François est le pape des périphéries et il va canoniser Charles de Foucauld, le saint des périphéries.
C’est le témoignage et le parcours de Charles de Foucauld que l’Église veut proposer au monde par cette canonisation. François est le pape des périphéries et il va canoniser Charles de Foucauld, le saint des périphéries.
Durant la messe de canonisation, quelle place le pape accordera-t-il à Charles de Foucauld ?
En général, le Pape ne fait qu’effleurer la vie des personnes canonisées, d’autant plus lorsqu’elles sont nombreuses. Le 15 mai, il y aura neuf autres nouveaux saints. Le pape François devrait bâtir son homélie sur l’Évangile du jour, comme c’est le cas la plupart du temps.
Parmi les neufs autres futurs saints que vous mentionnez, il y a deux français, César de Bus et Marie Rivier. En quoi sont-ils des modèles pour les chrétiens d’aujourd’hui ?
César de Bus est un homme du 16e siècle qui a vécu dans la région d’Avignon. Il y a de nombreux parallèles à faire entre lui et Charles de Foucauld. Il évolue dans un milieu aisé, mène une vie dissipée, manie les armes. Et lui aussi va connaître une conversion, ou plutôt, un recommencement car il était déjà baptisé. Il entre de plain-pied dans ce qu’est la réforme catholique, issue du Concile de Trente. Il va consacrer toutes ses forces à l’enseignement du catéchisme, considéré comme l’instrument privilégié de la formation des fidèles. Il fonde ainsi la Société des Prêtres de la doctrine chrétienne et des ursulines de France.

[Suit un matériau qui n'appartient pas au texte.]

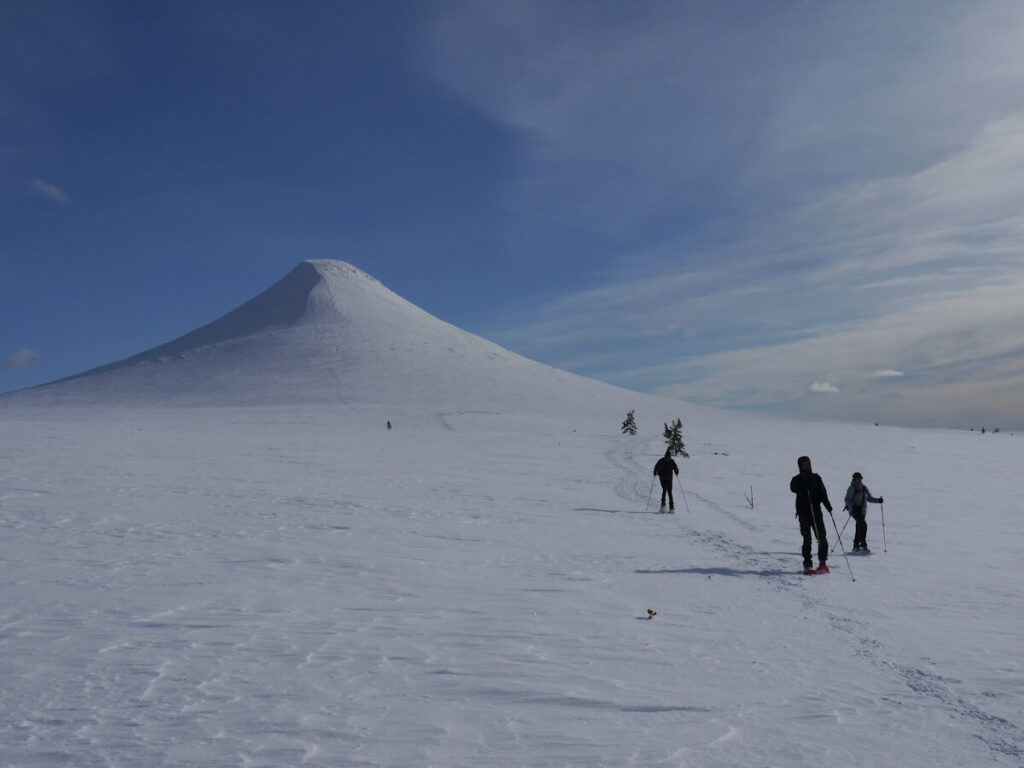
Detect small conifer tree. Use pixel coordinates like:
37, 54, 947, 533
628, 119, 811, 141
665, 419, 690, 459
623, 411, 637, 434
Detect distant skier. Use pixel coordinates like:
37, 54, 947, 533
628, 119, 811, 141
846, 472, 883, 555
790, 456, 831, 573
654, 449, 679, 512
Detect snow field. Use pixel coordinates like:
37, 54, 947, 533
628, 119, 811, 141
0, 405, 1024, 767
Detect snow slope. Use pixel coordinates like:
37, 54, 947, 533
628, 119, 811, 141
0, 262, 1024, 768
0, 260, 630, 410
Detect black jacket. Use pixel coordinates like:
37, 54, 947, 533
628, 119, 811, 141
790, 472, 831, 514
654, 456, 679, 480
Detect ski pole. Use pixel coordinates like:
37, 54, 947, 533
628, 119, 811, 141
879, 504, 889, 552
829, 507, 853, 552
807, 488, 857, 582
676, 475, 690, 514
822, 510, 857, 582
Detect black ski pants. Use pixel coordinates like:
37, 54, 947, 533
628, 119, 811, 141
850, 507, 867, 549
797, 507, 828, 568
657, 475, 676, 508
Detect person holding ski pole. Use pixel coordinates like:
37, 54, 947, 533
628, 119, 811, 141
846, 472, 884, 555
790, 456, 831, 574
654, 449, 679, 512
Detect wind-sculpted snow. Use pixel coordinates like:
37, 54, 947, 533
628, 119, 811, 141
0, 405, 1024, 768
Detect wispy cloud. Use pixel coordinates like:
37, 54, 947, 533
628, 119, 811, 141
32, 178, 73, 205
0, 349, 42, 371
431, 0, 1024, 430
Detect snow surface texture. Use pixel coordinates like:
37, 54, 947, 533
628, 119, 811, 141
0, 262, 1024, 768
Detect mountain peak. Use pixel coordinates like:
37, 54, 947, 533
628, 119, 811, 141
0, 259, 621, 412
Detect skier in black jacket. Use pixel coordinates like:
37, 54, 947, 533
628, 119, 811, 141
654, 449, 679, 512
790, 456, 831, 573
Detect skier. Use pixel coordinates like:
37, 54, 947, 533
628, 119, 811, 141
790, 456, 831, 574
654, 449, 679, 512
846, 472, 883, 555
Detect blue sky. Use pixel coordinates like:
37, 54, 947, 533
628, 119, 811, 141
0, 0, 1024, 429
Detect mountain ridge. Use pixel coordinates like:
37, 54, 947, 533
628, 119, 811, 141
0, 259, 647, 411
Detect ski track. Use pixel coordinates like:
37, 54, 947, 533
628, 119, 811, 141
0, 411, 1022, 768
605, 434, 1024, 758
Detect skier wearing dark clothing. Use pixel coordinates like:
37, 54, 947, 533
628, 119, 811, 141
846, 472, 883, 555
654, 450, 679, 512
790, 456, 831, 573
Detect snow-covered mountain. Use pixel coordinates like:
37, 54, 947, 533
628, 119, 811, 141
0, 260, 630, 409
0, 261, 1024, 768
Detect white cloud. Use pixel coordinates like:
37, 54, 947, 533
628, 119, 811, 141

On peut déplorer aujourd’hui le manque de transmission culturelle ou spirituelle.
Comme Charles de Foucauld – baptisé à la naissance -, il est un recommençant dans la foi. Je pense même qu’on peut dire qu’ils sont deux saints pour les recommençants. César de Bus a réalisé que la foi apprise avec les mots de l’enfance devait s’actualiser au cours de la croissance, qu’il y avait un processus de maturation à enclencher. Sinon, elle finit par ne plus rien dire. Il a donc beaucoup insisté sur un aspect fondamental : la transmission. Certes, la foi se transmet par attirance, mais à condition qu’on puisse aussi en dire quelque chose. Or, on peut déplorer aujourd’hui le manque de transmission culturelle ou spirituelle.
Marie Rivier est quant à elle une petite dame mais une forte femme ! Au moment de la Révolution française, alors que ferment toutes les maisons religieuses, Marie Rivier fonde une congrégation ! Elle a confiance dans la Providence et n’hésite pas à aller à contre-courant. Elle me fait penser à Jean-Baptiste Fouque, cet abbé bienheureux dont j’ai porté la cause. On dit de lui qu’il est le téméraire de la charité. Je crois qu’on pourrait dire de Marie Rivier qu’elle est la "téméraire du bon Dieu".